Hello all,
you've probably seen the emails about the NASA CPF server changing to https. I now adapted our python script in order to download the CPFs from that new server. I used the requests package rather than curl as I suggested by CDDIS examples. It's a bit tricky since they decided to use a login system which is not very suitable for automated download. Anyway, it works now. I post the code here for your convenience.
A few notes to the code. It's made to work with python3 and the python requests package installed. You need to obtain Earth Data login credentials first and then insert them here in the code (line ~37 / 38). The code will download the V1 CPFs, if you want the new ones, you have to change the target folder. Please note that the script will delete all existing files in the local target folder. If you use the function in a graphical interface, your callback function can update a progress bar etc. If it returns "false", the downloads will be cancelled. The function will return the number of downloaded CPFs.
The script is not entirely by me, it also uses code I found on the Earth Data site.
Comments and cheers welcome, as always.
Daniel
import os
from glob import glob
import requests
class SessionWithHeaderRedirection(requests.Session):
AUTH_HOST = 'urs.earthdata.nasa.gov'
def __init__(self, username, password):
super().__init__()
self.auth = (username, password)
# Overrides from the library to keep headers when redirected to or from
# the NASA auth host.
def rebuild_auth(self, prepared_request, response):
headers = prepared_request.headers
url = prepared_request.url
if 'Authorization' in headers:
original_parsed = requests.utils.urlparse(response.request.url)
redirect_parsed = requests.utils.urlparse(url)

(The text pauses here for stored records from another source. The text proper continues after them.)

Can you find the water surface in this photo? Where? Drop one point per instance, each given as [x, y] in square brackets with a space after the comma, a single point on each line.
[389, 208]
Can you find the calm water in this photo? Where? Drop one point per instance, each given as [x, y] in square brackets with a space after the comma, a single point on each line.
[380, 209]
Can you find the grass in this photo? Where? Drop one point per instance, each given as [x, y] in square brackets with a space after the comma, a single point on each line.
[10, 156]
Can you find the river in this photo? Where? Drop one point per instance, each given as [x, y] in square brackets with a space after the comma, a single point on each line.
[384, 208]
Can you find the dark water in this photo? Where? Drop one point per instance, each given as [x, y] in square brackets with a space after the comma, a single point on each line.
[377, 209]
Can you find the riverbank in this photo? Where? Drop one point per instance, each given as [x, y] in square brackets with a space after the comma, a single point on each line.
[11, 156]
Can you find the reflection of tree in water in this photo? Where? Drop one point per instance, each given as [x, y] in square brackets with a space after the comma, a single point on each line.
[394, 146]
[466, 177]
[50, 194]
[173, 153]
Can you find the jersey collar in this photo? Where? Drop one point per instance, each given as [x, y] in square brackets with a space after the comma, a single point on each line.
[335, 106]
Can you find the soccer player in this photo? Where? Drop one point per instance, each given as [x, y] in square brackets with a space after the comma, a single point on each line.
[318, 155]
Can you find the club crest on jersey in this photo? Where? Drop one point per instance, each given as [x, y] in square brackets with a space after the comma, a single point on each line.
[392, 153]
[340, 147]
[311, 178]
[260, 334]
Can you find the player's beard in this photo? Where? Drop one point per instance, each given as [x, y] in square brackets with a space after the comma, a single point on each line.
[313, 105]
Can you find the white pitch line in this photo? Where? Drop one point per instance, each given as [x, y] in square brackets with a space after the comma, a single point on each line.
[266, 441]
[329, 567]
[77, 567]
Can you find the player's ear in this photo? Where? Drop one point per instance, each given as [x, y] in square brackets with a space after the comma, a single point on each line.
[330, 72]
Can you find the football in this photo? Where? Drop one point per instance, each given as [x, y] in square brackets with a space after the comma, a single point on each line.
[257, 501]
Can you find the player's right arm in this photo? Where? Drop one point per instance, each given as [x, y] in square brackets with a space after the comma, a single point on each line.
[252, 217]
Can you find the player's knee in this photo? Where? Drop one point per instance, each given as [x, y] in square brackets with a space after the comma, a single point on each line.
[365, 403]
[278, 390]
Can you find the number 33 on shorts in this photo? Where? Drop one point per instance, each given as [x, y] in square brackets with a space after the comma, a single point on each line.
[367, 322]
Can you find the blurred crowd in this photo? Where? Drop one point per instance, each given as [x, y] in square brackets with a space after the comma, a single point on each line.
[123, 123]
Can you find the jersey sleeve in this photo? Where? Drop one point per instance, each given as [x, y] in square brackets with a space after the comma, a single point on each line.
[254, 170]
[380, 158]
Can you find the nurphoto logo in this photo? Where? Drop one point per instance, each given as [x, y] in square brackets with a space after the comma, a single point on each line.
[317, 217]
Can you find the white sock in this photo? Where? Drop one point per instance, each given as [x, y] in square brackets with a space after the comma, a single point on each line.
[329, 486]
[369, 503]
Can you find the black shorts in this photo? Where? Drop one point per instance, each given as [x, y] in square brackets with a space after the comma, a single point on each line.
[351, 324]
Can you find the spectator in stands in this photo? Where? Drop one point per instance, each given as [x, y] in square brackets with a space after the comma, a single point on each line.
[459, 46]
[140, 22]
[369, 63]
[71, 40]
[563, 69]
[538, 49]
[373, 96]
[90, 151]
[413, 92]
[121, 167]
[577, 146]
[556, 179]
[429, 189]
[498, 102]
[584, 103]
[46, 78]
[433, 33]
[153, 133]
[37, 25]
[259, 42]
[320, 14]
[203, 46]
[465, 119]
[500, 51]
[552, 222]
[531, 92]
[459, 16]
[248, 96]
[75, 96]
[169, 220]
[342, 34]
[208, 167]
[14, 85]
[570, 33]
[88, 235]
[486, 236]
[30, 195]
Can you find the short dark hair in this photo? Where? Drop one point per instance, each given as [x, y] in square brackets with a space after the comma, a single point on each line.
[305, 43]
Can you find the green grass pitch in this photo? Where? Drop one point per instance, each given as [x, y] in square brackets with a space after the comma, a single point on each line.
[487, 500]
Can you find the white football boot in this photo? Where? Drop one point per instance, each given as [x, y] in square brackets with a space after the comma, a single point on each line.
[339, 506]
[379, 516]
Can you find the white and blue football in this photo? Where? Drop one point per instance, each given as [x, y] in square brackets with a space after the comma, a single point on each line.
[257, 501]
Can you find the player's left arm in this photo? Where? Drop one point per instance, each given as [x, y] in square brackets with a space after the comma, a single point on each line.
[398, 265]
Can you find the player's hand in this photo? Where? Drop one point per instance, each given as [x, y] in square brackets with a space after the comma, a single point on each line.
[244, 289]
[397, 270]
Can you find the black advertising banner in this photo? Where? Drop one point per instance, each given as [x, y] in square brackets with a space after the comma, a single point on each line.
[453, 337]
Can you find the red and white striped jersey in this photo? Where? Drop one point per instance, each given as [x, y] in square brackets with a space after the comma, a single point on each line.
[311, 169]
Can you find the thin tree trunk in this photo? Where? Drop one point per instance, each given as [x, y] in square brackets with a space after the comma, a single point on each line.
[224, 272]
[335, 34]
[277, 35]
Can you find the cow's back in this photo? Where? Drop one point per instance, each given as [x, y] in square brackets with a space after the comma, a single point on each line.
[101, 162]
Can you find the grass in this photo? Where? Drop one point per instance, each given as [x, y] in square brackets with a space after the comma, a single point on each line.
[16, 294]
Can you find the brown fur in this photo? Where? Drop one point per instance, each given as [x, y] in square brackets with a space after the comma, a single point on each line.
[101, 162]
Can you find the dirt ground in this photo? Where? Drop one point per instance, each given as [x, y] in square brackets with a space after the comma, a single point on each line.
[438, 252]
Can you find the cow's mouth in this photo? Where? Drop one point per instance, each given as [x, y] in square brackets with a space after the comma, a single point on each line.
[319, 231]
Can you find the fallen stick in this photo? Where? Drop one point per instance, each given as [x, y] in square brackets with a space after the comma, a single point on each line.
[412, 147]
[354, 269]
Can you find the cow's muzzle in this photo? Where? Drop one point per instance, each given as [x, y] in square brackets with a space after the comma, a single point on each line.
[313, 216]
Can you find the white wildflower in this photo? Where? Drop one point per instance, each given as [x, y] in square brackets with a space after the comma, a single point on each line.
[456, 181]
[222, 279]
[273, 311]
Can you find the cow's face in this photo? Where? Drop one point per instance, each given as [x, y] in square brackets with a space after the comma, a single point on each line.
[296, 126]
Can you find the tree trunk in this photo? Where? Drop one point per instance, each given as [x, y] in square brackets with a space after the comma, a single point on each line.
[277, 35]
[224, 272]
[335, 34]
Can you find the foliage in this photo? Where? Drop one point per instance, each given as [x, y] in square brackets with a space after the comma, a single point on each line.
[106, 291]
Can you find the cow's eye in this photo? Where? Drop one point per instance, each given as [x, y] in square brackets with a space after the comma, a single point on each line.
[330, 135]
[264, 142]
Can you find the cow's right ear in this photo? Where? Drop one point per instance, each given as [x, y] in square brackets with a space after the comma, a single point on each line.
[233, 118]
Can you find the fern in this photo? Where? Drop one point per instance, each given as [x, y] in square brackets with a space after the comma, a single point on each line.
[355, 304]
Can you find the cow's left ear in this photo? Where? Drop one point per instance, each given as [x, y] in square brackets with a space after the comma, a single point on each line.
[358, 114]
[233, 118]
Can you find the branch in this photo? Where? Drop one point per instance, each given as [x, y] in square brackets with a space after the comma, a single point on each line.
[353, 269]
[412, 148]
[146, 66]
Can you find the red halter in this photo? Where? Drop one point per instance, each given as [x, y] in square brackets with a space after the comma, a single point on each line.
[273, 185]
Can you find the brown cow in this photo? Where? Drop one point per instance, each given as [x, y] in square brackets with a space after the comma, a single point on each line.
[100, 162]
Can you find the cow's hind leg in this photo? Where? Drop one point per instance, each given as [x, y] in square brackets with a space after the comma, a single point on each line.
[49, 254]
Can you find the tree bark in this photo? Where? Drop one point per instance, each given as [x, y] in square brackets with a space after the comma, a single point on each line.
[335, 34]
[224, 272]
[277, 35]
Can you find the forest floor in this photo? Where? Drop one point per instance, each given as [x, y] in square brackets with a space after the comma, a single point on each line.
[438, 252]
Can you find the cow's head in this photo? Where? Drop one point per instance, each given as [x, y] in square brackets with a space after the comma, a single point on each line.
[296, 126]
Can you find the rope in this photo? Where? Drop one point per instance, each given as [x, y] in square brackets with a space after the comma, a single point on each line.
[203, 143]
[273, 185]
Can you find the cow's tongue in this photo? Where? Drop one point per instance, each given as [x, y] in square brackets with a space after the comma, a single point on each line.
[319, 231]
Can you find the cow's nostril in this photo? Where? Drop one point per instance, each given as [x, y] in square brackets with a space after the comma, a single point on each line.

if (original_parsed.hostname != redirect_parsed.hostname) and \
redirect_parsed.hostname != self.AUTH_HOST and \
original_parsed.hostname != self.AUTH_HOST:
del headers['Authorization']
return
def download_CPFs_ssl(local_dir, update_callback):
# remove old files
if not os.path.isdir(local_dir):
os.mkdir(local_dir)
filelist = glob(os.path.join(local_dir, "*"))
for f in filelist:
os.remove(f)
# define urls and credentials
url = "https://cddis.nasa.gov/archive/slr/cpf_predicts/current/"
username = ""
password = ""
# make the request to the web site to get filenames
session = SessionWithHeaderRedirection(username, password)
response = session.get(url + "*?list")
# check if response is okay
if response.status_code is not requests.codes.ok:
log.error("Could not connect to CPF server. HTML code: %d" % (response.status_code))
return False
# parse the response and make list of filenames
lines = response.text.split('\n')
filenames = []
for line in lines:
if line.startswith("#"): # comment lines
continue
if line.strip() == "": # empty lines
continue
filename, size = line.split()
filenames.append(filename)
# download each file and save it
excl_list = ["MD5SUMS", "SHA512SUMS", "index.html"]
for i, filename in enumerate(filenames):
if filename in excl_list:
continue
filepath = url + filename
response = session.post(filepath)
with open(os.path.join(local_dir, filename), "wb") as f_out:
f_out.write(response.content)
keep_running = update_callback(100. * i / len(filenames))
if not keep_running:
break
return i
if __name__ == "__main__":
def print_progress(p):
print(p)
return True
download_CPFs_ssl("./CPF/", print_progress)